Archbishop Nikola Eterović, secretary general of the Synod of Bishops, said that in “Africae Munus” the Catholic Church in Africa “reaffirms her commitment to evangelization and human development” so that “the entire continent may become a vast field of reconciliation, justice and peace.”

“In this way … the Church contributes to forging the new Africa, which is increasingly called to become the ‘spiritual lung’ of humankind,” he said in his official summary of the exhortation issued on Nov. 19.

The new apostolic exhortation is a continuation of Pope John Paul II’s 1995 exhortation “Ecclesia in Africa,” the archbishop said. That earlier document “gave great impetus to the growth of the Church in Africa developing, among other things, the idea of the Church as Family of God.”

“Africae Munus,” whose name means “The Commitment of Africa,” is Pope Benedict’s response to the 57 propositions offered by the Synod of African Bishops which met in Rome from 4 to 25 October 2009. Their discussions were based on the theme “The Church in Africa, at the service of Reconciliation, Justice and Peace.”
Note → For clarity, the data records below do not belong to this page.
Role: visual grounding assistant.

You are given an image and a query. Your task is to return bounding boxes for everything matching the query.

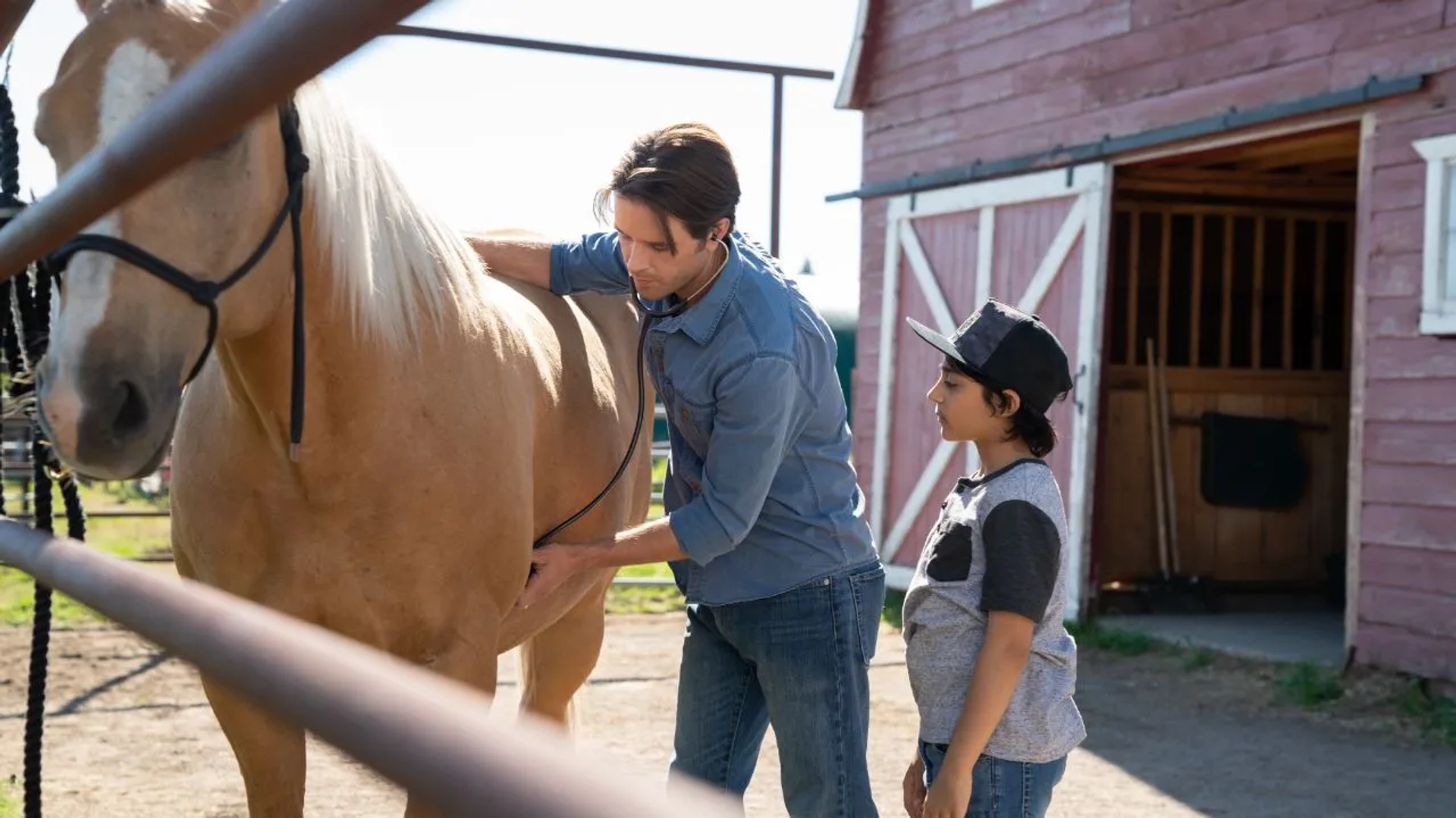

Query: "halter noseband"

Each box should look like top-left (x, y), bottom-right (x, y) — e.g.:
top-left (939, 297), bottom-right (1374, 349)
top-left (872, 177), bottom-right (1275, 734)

top-left (44, 98), bottom-right (309, 460)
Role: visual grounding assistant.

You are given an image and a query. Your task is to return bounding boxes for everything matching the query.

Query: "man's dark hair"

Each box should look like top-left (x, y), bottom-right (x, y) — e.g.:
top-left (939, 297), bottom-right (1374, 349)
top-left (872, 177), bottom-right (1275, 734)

top-left (595, 122), bottom-right (741, 255)
top-left (945, 358), bottom-right (1057, 457)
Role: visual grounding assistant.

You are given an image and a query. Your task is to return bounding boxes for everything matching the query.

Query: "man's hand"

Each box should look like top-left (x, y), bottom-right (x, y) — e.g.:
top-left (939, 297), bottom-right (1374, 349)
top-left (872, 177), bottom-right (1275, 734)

top-left (516, 543), bottom-right (600, 609)
top-left (920, 770), bottom-right (971, 818)
top-left (904, 754), bottom-right (924, 818)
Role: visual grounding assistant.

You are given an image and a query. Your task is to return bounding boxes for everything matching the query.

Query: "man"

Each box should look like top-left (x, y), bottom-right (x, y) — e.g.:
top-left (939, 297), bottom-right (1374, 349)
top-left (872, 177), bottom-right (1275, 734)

top-left (472, 124), bottom-right (885, 818)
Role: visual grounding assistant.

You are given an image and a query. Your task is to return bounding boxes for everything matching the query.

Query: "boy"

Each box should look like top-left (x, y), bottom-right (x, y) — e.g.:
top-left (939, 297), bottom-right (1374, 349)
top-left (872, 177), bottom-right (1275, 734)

top-left (904, 299), bottom-right (1086, 818)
Pope Benedict signed the exhortation on Nov. 19 in Benin and presented it to the bishops of Africa on Sunday.

Archbishop Eterović said the new exhortation aims to reinforce an “ecclesial dynamism” and to outline a program for pastoral activity for the coming decades of evangelization.

The first part of “Africae Munus” addresses the basic structures of the Catholic Church in Africa and how they serve the three key aims of the synod, reconciliation, justice and peace, especially through the Church’s mission of evangelization.

The second part of the document deals with the Catholic Church’s contribution to African society through education, health care and social communications.

In terms of practical conclusions, Archbishop Eterović said, the Pope stresses the need for the continuation of evangelization “ad gentes,” that is “the announcement of the Gospel to those who still do not know Jesus Christ.”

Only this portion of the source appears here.